= Jinqianbo =

Jinqianbo (金钱伯; lit. 'Uncle Money') is a deity associated with wealth and prosperity in Chinese folk religion. The name Jinqianbo translates to "Uncle Money" or "Elder of Wealth". He oversees incense money transmission from the living realm to Diyu, the realm of the dead and is often venerated as a god of wealth or a guardian of financial fortune.
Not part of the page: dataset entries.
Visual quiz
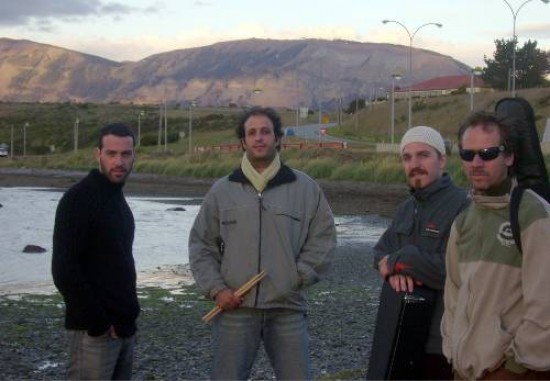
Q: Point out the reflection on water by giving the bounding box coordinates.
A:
[0,188,388,290]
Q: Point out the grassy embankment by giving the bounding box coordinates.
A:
[0,89,550,184]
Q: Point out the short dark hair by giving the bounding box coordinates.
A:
[97,123,136,150]
[458,111,519,154]
[236,106,285,139]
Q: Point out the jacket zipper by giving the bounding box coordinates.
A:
[254,192,263,308]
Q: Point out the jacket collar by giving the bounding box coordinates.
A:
[229,163,296,189]
[409,173,453,201]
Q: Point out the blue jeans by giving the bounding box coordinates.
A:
[211,308,311,380]
[67,330,136,380]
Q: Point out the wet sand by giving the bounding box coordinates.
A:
[0,168,408,218]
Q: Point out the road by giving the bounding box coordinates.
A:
[287,123,348,143]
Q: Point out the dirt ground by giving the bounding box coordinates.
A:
[0,168,408,217]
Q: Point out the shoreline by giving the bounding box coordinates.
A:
[0,168,388,380]
[0,167,408,218]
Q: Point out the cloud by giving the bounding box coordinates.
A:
[0,0,144,26]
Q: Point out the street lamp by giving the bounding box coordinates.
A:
[10,124,13,159]
[470,67,481,111]
[23,122,29,156]
[73,114,80,153]
[136,110,145,147]
[382,19,444,128]
[391,74,401,149]
[189,100,197,155]
[503,0,550,98]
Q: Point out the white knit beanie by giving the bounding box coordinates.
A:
[399,126,445,155]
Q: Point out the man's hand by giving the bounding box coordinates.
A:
[388,275,422,292]
[378,255,391,280]
[215,288,243,310]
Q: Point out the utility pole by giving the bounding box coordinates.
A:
[74,114,79,153]
[10,124,13,159]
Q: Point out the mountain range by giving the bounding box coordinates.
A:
[0,38,470,108]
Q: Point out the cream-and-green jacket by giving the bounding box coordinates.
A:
[441,183,550,379]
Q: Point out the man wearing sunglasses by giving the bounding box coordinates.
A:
[374,126,469,380]
[442,112,550,380]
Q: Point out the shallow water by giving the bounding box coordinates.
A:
[0,188,388,292]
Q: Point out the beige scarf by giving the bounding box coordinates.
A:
[241,152,281,192]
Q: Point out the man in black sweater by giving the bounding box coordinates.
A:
[52,123,139,380]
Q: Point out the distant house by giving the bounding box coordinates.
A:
[395,75,486,99]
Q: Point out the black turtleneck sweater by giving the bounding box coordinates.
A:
[52,169,139,337]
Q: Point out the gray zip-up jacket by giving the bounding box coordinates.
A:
[374,173,470,354]
[189,165,336,310]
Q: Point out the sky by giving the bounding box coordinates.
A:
[0,0,550,67]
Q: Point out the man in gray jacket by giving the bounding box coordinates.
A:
[189,107,336,380]
[374,126,469,380]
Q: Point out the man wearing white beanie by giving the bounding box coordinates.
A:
[374,126,469,379]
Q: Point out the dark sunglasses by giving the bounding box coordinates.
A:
[458,144,506,161]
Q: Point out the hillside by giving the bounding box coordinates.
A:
[0,89,550,156]
[0,38,469,108]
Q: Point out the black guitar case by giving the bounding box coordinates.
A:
[367,282,435,380]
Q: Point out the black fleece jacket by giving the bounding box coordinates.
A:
[52,169,139,337]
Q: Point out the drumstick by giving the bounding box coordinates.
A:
[202,270,267,323]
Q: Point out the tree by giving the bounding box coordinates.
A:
[481,39,550,90]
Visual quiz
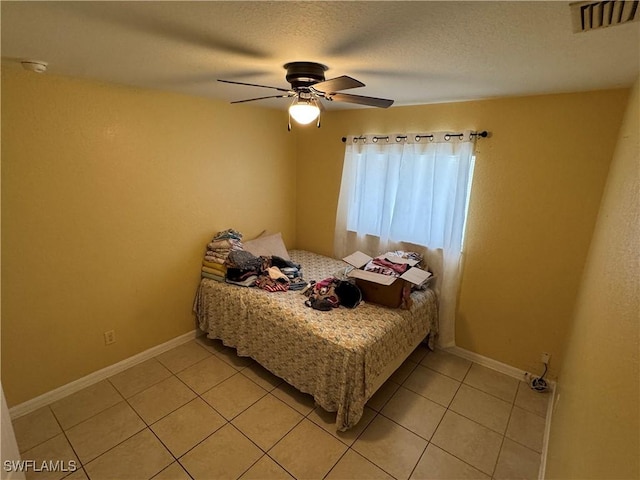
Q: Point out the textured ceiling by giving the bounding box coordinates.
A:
[0,1,640,108]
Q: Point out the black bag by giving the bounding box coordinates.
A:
[336,280,362,308]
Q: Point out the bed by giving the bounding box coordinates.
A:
[194,250,437,430]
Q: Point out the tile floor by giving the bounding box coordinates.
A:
[14,338,549,480]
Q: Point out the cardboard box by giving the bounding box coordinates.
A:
[343,252,431,308]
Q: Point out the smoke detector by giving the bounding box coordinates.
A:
[20,60,48,73]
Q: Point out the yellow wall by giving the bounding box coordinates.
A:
[2,66,296,406]
[2,62,628,405]
[547,78,640,479]
[296,89,628,375]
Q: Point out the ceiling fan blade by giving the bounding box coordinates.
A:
[231,95,292,103]
[312,75,364,93]
[218,79,291,93]
[325,93,393,108]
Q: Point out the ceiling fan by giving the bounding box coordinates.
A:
[218,62,393,130]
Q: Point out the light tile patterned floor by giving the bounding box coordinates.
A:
[14,338,549,480]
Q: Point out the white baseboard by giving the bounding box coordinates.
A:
[442,346,527,380]
[440,346,556,480]
[9,329,202,420]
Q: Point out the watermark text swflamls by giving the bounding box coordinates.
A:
[2,460,79,472]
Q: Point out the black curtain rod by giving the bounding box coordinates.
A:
[342,130,489,143]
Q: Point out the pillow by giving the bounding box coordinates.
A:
[243,232,291,260]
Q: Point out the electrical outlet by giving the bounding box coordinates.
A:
[104,330,116,345]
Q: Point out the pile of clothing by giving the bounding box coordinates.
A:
[201,228,242,282]
[364,250,422,277]
[225,251,307,292]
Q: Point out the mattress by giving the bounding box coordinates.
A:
[194,250,437,430]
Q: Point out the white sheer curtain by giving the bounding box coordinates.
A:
[334,131,475,347]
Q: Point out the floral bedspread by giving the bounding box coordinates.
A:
[194,250,437,430]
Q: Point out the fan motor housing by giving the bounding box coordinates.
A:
[284,62,329,90]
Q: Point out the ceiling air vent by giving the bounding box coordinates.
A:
[569,0,640,33]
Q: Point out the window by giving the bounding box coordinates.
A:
[335,132,475,347]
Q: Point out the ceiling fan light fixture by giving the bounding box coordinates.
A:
[289,97,320,125]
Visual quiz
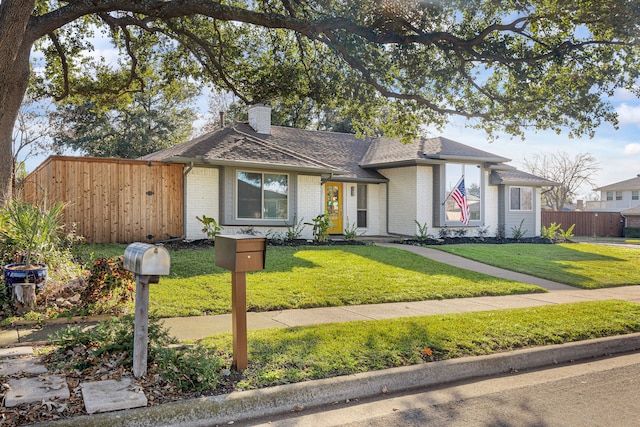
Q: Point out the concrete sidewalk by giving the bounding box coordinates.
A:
[0,243,640,347]
[0,243,640,426]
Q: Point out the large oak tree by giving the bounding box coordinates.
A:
[0,0,640,206]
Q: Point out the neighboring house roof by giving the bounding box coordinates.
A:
[360,137,510,168]
[594,175,640,191]
[489,170,558,186]
[620,206,640,216]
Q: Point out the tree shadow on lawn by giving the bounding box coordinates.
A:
[446,243,640,289]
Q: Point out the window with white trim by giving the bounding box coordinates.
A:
[236,171,289,220]
[509,187,533,211]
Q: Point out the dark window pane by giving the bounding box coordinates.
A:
[238,172,262,218]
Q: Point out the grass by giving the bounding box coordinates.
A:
[201,300,640,389]
[434,243,640,289]
[76,245,544,317]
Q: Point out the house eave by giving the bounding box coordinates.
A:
[360,159,446,169]
[426,154,511,163]
[167,157,348,175]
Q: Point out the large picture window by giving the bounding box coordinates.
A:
[237,171,289,220]
[357,184,367,228]
[509,187,533,211]
[444,163,482,222]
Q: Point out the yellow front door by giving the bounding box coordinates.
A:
[324,182,342,234]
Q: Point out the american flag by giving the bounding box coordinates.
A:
[451,177,471,225]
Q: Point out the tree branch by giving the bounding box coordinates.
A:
[325,32,488,119]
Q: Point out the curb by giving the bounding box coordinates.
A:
[35,333,640,427]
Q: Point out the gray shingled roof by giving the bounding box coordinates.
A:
[489,170,558,186]
[620,206,640,216]
[142,123,553,185]
[360,137,510,167]
[249,126,387,182]
[142,124,347,174]
[594,175,640,191]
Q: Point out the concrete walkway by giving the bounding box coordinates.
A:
[0,243,640,347]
In Chinese folk beliefs, there are numerous deities related to wealth and prosperity, such as Caishen (财神, the God of Wealth) and Bi Gan (比干, one of the incarnations of Caishen). While Jinqianbo is not as widely recognized as these major deities, he may be a localized or regional figure worshipped in certain areas, particularly in southern China or among Chinese diaspora communities.

== Etymology ==
The title "Bo" (伯) is an honorific term meaning "uncle" or "elder," often used to show respect for deities or ancestors. "Jinqian" (金钱) means "money" or "wealth," indicating that this figure is closely associated with financial blessings and material success.

==Legend==
According to a local legend, Jinqianbo (金钱伯; "Uncle of Money") was based on Li Shaoxing (李绍兴), who was born in 1650 during the Qing dynasty. Li came from a merchant family and was raised in a Buddhist household. He later became a government official and served as the Prefect of Shaozhou, where he was known for helping the poor. After leaving office, he studied Taoism and later became a monk. After his death, Li was said to have been appointed by the Jade Emperor as the "Treasurer of Wealth and Fortune", responsible for managing the money and valuables sent by the living to their deceased ancestors. According to the legend, he also helped the descendants of the deceased by providing financial assistance, including lottery numbers, unclaimed money, and opportunities for promotion. Jinqianbo is commonly depicted holding gold ingots and a jade scepter, and people pray to him for wealth and prosperity. The legend also associates his blessings with filial piety toward one's ancestors.